Now, the sun had vanished, Emma was holed away upstairs, and the kitchen looked like it had exploded. And I couldn’t even remember why I was looking for the can opener in the first place.
“So much junk, Denny,” I complained, more to myself. Maybe she could hear me. “Why seventeen kinds of birthday candles?”
With a huff, I turned to the fridge. I wanted dinner, but didn’t want to make anything, so I opted for my go-to jar of pickles in the fridge door. I didn’t bother to close it, instead using the refrigerator light to see what I was doing. My knuckles purpled, then turned white, when I twisted the lid.
“Open,” I snarled. I ground my teeth, planted my feet, and tried again. My hand slipped.
“Stupid sweet-and-spicy,” I grumbled. Whatever sweetener they’d used had probably sealed the lid shut.
I shut the fridge and moved the jar over the sink, grabbed the dishrag, and used it to get a better hold on the lid. My grip-strength was better, but just as I thought the jar would give, my hand slipped again.
I sat the jar down beside the sink.
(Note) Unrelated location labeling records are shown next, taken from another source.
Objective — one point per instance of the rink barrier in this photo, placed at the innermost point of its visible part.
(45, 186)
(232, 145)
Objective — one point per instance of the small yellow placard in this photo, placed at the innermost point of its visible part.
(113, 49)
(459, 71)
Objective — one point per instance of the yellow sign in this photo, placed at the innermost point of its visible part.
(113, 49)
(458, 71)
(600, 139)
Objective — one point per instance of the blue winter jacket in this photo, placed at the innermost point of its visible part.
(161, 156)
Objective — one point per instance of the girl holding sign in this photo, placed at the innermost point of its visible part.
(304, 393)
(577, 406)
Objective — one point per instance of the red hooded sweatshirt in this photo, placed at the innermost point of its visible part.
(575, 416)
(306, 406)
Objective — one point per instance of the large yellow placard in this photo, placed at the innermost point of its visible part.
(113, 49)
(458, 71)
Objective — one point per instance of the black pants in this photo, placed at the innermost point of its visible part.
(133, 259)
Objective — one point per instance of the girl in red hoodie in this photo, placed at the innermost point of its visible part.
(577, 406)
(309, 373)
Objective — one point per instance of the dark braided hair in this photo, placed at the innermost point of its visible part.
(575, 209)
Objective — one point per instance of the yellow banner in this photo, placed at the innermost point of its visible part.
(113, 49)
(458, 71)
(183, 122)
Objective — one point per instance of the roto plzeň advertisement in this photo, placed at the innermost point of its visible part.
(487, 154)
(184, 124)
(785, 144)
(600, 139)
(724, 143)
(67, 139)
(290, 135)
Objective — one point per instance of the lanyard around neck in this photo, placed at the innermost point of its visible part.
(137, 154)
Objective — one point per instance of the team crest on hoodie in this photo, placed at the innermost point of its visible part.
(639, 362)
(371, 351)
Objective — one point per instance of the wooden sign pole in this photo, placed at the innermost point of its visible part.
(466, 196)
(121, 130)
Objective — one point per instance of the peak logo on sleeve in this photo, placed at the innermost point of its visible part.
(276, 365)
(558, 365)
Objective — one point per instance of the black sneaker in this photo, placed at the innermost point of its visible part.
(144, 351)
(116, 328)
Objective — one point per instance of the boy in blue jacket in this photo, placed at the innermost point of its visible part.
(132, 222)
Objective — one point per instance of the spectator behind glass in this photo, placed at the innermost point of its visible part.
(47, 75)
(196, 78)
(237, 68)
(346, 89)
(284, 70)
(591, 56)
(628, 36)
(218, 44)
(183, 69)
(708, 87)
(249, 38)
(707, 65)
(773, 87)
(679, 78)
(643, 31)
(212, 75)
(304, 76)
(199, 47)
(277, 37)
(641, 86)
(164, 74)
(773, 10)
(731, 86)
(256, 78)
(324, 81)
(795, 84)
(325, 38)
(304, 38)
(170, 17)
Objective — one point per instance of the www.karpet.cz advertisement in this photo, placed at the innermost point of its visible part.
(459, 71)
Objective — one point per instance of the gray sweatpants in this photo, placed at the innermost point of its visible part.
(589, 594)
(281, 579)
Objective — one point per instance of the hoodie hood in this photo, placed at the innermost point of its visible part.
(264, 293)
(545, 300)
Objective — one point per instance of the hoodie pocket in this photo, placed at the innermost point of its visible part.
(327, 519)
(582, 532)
The last thing I wanted to do was ask Emma to open it.
There was one more trick I could try. I turned the hot water on and grabbed a knife out of the cutlery drawer. Four quick taps, all the way around the lid, then I stuck the jar under the water when steam started to rise. Then I used the edge of the knife and tapped around the lid again.
“All right. Play nice.” I grabbed the dishrag—one last time. Gripped hard, planted my feet, and twisted.
I turned with the jar, twisting harder,harder,and pressed my left side into the sink to get better leverage with my arm. Then—with a sweet littlepop, the lid released.